One of many challenges for entrepreneurs is the lack of funding available not only as start-up but as sustainable growth. A recently published article by the Telegraph based on recent research showed that women who run start-ups receive just 0.5% of the total invested by venture capital funds and this is the lowest level in a decade (Mikhailova, 2019). Further evidence of the gender inequality, according to the British Business Bank in 2017 women only teams received £32 million in investment, while male teams received more than £5 billion (Mikhailova, 2019). As part of the project we ensured the participants had the opportunity to speak to Unltd, an organisation that provides funding and investment in businesses and charities in the UK. The meeting took place at the Union Bank of Switzerland (UBS). They had first-hand experience into understanding

  1. How to apply for funding
  2. What funding is available
  3. What is required to apply for funding
  4. Learning the types of organisation Unltd supports

This opened their eyes to possibilities of starting a business and support available to sustain it.
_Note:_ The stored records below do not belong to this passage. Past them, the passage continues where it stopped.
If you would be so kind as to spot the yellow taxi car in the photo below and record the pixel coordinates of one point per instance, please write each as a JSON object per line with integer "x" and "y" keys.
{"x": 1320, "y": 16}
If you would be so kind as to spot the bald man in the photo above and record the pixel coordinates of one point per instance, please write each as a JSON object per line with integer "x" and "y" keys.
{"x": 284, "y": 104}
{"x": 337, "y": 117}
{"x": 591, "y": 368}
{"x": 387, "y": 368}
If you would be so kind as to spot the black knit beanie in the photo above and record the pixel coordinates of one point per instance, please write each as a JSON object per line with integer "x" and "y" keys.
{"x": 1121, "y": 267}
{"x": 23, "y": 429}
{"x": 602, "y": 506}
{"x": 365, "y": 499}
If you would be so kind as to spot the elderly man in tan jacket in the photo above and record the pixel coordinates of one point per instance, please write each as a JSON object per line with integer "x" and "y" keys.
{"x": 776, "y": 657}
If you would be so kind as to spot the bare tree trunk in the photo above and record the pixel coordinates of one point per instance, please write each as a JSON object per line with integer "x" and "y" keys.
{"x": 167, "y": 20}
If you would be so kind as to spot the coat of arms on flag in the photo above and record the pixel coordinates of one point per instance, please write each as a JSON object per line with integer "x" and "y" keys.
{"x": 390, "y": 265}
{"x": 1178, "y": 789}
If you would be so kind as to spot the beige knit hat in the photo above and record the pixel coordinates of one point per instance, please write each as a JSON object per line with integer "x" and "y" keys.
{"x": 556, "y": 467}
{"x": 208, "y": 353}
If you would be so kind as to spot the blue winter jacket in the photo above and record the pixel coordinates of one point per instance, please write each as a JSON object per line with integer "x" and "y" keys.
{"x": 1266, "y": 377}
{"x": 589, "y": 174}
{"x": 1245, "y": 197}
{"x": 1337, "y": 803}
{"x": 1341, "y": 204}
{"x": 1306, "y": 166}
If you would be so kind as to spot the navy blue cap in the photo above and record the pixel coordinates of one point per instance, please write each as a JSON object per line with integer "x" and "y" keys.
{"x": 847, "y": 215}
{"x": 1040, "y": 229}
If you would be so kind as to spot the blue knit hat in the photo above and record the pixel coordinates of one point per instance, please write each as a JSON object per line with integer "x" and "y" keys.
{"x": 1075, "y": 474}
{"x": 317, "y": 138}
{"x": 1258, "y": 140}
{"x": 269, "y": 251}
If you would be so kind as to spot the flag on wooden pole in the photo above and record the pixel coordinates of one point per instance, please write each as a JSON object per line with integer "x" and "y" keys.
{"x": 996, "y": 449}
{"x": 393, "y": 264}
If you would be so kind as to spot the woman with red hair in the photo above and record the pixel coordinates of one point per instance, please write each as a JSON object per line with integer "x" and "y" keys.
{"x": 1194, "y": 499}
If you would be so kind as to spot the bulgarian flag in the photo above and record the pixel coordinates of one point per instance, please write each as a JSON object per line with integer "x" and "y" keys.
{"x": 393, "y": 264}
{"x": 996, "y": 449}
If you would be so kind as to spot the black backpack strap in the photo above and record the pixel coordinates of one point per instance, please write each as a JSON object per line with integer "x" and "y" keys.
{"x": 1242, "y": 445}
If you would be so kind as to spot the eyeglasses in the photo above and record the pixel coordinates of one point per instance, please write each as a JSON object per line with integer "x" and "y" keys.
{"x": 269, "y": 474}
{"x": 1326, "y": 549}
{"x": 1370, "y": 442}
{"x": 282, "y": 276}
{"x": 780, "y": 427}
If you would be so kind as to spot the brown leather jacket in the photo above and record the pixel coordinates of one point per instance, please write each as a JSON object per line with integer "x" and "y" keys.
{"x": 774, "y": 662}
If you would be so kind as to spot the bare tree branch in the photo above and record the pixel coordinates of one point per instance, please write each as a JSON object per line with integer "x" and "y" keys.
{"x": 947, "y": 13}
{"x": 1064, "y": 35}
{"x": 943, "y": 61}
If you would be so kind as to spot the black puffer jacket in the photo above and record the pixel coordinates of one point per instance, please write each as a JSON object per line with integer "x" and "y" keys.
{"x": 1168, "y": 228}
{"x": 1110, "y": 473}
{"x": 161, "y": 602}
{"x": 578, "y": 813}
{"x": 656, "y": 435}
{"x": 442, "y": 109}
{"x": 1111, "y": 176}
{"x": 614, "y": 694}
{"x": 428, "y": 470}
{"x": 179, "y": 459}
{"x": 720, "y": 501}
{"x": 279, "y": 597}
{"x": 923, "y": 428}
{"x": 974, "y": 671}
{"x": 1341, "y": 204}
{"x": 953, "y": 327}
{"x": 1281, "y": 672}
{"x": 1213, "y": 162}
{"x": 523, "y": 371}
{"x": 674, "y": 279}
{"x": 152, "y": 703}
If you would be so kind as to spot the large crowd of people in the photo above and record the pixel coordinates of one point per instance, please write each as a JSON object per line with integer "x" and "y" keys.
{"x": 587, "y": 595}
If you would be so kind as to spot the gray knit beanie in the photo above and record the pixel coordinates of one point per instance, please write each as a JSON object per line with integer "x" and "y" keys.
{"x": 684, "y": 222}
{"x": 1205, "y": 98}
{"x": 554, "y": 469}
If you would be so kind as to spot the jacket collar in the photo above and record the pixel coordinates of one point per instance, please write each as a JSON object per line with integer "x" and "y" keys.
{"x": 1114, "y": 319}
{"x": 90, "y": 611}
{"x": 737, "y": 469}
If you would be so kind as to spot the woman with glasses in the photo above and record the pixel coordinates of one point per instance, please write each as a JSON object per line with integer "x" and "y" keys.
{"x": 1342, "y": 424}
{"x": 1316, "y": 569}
Part of the project was to consider social issues affecting young people and drawing some similarities and differences. This also included some discussions about other topics such as young unemployment and the refugees in Europe. The participants were divided in groups to analyse the situation in their own countries and exchange their ideas to compare them in different contexts. They all listened to the other groups and learned different perspectives which helped them to have a better understanding about the general situation in Europe. More importantly, to help them in their thinking as upcoming entrepreneurs to think about the impact they can have both in their local community and country wide. The European Commission was also concerned about the area for those residing in the EU.

The last two days of the projects were focused on Marketing and Social Media for businesses. The group enjoyed these topics as many of them were already familiar with it and decided to share their personal experiences. The experience enabled peer learning to take place and for participants to showcase their expertise. They learned about the different types of marketing such as direct and indirect how to use these and for what purpose. They learned about some marketing tools that they can use to create content for their business ideas and engage a wider audience.

As part of the sessions, the group enjoyed three intercultural nights where they had the opportunity to learn more about other cultures and tried some delicious food whilst learning traditional dances. The best way to get to know each other a bit more! They also had the opportunity to explore London and the many attractions London has to offer.

To sum up, this project has helped the participants to have a better understanding about what the meaning of social entrepreneurship is, and how they can develop original ideas to solve social problems and put them into practice. The aim of the project was to show them that their businesses can be profitable whilst helping other people at the same time. This means that social enterprises can benefit a wider range of people.

As Mirko, one of the participants, told us: “Participating at Urban MBA, means to practice your English and public speaking skills, while learning how to transform ideas into practice. Thanks to different workshops and business cases, it’s finally possible to understand how many benefits Social aspects can bring to your business or how helpful is business for your social aims.”